Now, research spearheaded by researchers at the University of Sydney and The Australian National University has demonstrated a dramatic increase in the absorption efficiency of light in a layer of semiconductor that is only a few hundred atoms thick – to almost 99 percent light absorption from the current inefficient 7.7 percent.

The findings are published today in the high-impact journal Optica.

Co-author from the University of Sydney’s School of Physics, Professor Martijn de Sterke, said the team discovered perfect thin film light absorbers could be created simply by etching grooves into them.

“Conventional absorbers add bulk and cost to the infrared detector as well as the need for continuous power to keep the temperature down. The ultrathin absorbers can reduce these drawbacks,” Professor de Sterke said.

“By etching thin grooves in the film, the light is directed sideways and almost all of it is absorbed, despite the small amount of material – the absorbing layer is less than 1/2000th the thickness of a human hair,”  he said.

Co-lead author Dr Björn Sturmberg, who carried out the research as a PhD student at the University of Sydney with the support of the Australian Renewable Energy Agency,  said the findings did not rely upon a particular material but could be applied to many naturally occurring weak absorbers.

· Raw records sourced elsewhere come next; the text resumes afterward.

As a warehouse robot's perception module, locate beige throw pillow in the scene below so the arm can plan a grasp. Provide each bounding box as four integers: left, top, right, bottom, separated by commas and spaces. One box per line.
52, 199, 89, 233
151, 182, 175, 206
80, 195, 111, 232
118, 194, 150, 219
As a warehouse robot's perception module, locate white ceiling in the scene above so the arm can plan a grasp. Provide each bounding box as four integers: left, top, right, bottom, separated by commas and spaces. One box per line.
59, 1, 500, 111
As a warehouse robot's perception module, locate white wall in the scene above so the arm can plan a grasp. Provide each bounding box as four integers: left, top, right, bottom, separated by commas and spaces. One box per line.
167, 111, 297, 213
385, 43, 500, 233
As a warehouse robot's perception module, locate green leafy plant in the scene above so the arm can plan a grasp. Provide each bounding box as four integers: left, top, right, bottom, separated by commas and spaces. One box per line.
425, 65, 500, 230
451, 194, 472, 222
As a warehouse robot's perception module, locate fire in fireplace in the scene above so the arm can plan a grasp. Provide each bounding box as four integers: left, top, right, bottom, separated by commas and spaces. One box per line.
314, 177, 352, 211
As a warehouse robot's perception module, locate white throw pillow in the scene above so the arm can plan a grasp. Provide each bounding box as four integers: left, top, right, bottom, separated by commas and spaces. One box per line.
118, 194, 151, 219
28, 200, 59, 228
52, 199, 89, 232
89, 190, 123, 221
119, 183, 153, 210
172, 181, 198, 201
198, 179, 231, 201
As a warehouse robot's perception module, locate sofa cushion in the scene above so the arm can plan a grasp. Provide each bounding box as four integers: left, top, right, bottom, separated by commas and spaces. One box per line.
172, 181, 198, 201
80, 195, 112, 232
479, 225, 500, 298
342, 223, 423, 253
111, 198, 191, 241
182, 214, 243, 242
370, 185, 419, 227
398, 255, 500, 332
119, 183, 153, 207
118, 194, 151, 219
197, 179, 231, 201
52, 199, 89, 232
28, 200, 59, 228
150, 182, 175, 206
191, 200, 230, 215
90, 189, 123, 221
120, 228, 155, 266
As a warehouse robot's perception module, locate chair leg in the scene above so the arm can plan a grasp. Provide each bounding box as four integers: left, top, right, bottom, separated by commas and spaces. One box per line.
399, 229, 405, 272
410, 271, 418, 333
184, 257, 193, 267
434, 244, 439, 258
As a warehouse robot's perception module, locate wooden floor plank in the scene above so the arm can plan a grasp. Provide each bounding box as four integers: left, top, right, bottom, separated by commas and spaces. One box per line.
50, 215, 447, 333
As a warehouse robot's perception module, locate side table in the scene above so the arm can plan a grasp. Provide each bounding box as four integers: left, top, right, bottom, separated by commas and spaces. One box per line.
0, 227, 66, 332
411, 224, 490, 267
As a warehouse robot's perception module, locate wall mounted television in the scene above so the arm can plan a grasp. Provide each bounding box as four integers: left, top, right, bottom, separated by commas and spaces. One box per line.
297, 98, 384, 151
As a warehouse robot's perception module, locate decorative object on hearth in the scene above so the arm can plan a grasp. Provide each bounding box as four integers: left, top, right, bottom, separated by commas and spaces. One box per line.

“There are many applications that could greatly benefit from perfectly absorbing ultra-thin films, ranging from defence and autonomous farming robots to medical tools and consumer electronics,” Dr Sturmberg said.

The Director of Australia’s National Computational Infrastructure (NCI) and co-author, of the paper, Professor Lindsay Botten, said the structures were much simpler to design and fabricate than using existing thin film light absorbers, which required either complex nanostructures, meta-materials and exotic materials or difficult-to-create combinations of metals and non-metals.

“There are major efficiency and sensitivity gains to be obtained from making photo-detectors with less material,” he said.

The findings are a result of collaborative work between the University of Sydney, UTS, and ANU, including use of the NeCTAR cloud at NCI. The work was also funded by the Australian Research Council.